"They're [Haitian immigrants] eating the dogs, they're eating the cats." --Donald J. Trump, Presidential debate, 10 September 2024.
If I have to create stories so that the American media actually pays attention to the suffering of the American people, then that's what I'm going to do." --JD Vance, CNN's State of the Union; 15 September 2024.
This blog was pleased throughout 2025 to bring you the [parody] Random Penguins' book releases for the [spoof] royal memoirs, with a nod to Prince Harry's not-so-ghostwriter, J.R. Moehringer. Now the series brings you J.R. reinterpreting JD Vance's wooden and stilted journey to Roman Catholicism. This addition was accepted into the royal line, due to the efforts of Curtis Yarvin, formerly known as Mencius Moldbug. This is a real person, not a Harry Potter villain. Yarvin has been arguing for a technocrat-based monarchy in the US to replace our representative democracy. JD Vance patron, Peter Thiel, has been arguing for something similar.
Moehringer is the perfect choice for reimagining JD Vance's non-ghostwritten Communion and other random thoughts. Moehringer's most recent well-known work was Prince Harry's Spare. Vance and Harry both functionally lost their mothers: Vance to drugs and Harry to literally death. (We do not want to dwell on this and be cruel.) Both men, as well as Moehringer himself, have "Daddy issues." To their credits, both Harry and Vance served in their nation's militaries in the Middle East.
Between ghostwriter and ostensible author, there are the similarities of initials between JD and J.R. There are also the ways in which Moehringer and Vance can balance each other out.

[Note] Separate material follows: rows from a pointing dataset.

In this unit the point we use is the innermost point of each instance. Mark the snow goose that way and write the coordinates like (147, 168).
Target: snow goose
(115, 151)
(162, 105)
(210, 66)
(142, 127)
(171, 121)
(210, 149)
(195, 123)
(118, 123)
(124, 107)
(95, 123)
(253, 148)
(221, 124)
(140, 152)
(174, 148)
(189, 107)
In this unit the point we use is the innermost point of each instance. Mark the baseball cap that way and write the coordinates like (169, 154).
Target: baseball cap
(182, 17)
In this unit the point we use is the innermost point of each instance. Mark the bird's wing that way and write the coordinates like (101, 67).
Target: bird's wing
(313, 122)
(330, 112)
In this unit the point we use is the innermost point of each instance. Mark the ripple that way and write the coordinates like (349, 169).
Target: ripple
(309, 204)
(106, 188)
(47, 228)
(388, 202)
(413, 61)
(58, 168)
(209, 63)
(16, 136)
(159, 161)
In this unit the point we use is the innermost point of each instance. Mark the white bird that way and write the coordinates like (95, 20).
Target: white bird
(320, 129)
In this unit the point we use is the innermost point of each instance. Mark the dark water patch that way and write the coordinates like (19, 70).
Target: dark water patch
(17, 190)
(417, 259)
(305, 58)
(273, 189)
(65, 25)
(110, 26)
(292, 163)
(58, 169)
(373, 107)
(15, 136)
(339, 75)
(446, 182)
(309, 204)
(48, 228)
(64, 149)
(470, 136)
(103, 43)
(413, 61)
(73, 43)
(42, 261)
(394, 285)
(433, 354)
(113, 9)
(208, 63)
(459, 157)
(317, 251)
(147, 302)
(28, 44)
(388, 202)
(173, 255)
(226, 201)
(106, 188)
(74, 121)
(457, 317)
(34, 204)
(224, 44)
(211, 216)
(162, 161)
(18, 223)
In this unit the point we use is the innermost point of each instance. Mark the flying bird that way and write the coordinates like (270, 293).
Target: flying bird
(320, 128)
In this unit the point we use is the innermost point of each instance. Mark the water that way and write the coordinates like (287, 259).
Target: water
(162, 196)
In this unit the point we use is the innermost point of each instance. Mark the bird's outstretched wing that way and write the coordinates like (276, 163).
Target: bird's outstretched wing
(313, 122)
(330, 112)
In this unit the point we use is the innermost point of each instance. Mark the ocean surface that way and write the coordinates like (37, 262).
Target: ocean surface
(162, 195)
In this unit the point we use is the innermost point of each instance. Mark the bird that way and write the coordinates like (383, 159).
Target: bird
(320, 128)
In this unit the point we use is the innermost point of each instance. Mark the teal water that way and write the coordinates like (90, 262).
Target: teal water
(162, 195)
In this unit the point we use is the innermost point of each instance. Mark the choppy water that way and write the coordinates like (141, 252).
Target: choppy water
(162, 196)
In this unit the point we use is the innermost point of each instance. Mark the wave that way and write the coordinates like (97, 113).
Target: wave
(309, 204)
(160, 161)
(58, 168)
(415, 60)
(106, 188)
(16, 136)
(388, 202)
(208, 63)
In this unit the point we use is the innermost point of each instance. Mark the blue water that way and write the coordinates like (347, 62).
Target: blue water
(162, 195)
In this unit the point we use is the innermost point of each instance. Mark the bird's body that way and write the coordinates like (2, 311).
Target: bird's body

Vance's second book sounds as if Data from Star Trek: The Next Generation somehow got 1/25th of an emotion chip and went on a spiritual journey. Data, however, would have been less preachy. Moehringer showed himself as exceptional (or exceptionally ridiculous) in his ability to ghostwrite in a florid style that is not at all the voice of the subject. Imagine the wonderful behind-the-scenes reworking of Vance's writings and utterances in the hands of Moehringer.
Here's a sample of Moehringer's [parody, for the literalistic web crawling bots] reimagining of JD Vance's impressions: "I was scrutinizing the presidential portraits in the Oval Office, much as Prince Harry had philosophically pondered the busts and paintings of his monarchial forbearers in the family's various palaces and castles. I traced the careworn lines in many of the faces. However, I could ascertain no reason for any of these men to look careworn. Most of these men had been merely deputies, placeholders as I had once uttered. Now one more glorious than all the rest combined occupied the office and the residence. He filled every space, every unexplored passageway and narrow crevice, as no executive in this building and this office had done before."
Because Communion is specifically about Vance's self-styled journey of faith, here are some of Snare's [parody] revelations on this central matter: "Like Prince Harry, I was 'not religious' for a period of time. Like Prince Harry, my family, my grandmother, had tried to impress the family's version of Christianity upon me. Much like Stanley Kowalski in Tennessee Williams' A Streetcar Named Desire turned his face upward and gut-wrenchingly called out 'Stella!', so I had many times turned my face heavenward and called out 'Father!', both in a plea for my human father to return and for my Heavenly Father to rend the heavens and swoop up His child."
On Vance's disagreement with popes since becoming Catholic: "I saw the popes much as Prince Harry, and his mother, Princess Diana, before him, had seen the 'grey men' of the palace staff. The popes stand atop a structure designed to protect the structure rather than to aid its thirsting members in quenching their souls... Though new to this spiritual expression, I have often felt compelled to admonish these pontiffs for their oversights. They have expended too much of their parishioners' goodwill in supporting poor brown people than in acknowledging the great wealth European societies have brought to Rome's coffers."
Get your copy of this would-be American monarch's "memoir" as the US prepares to celebrate its 250th anniversary of throwing off a monarch.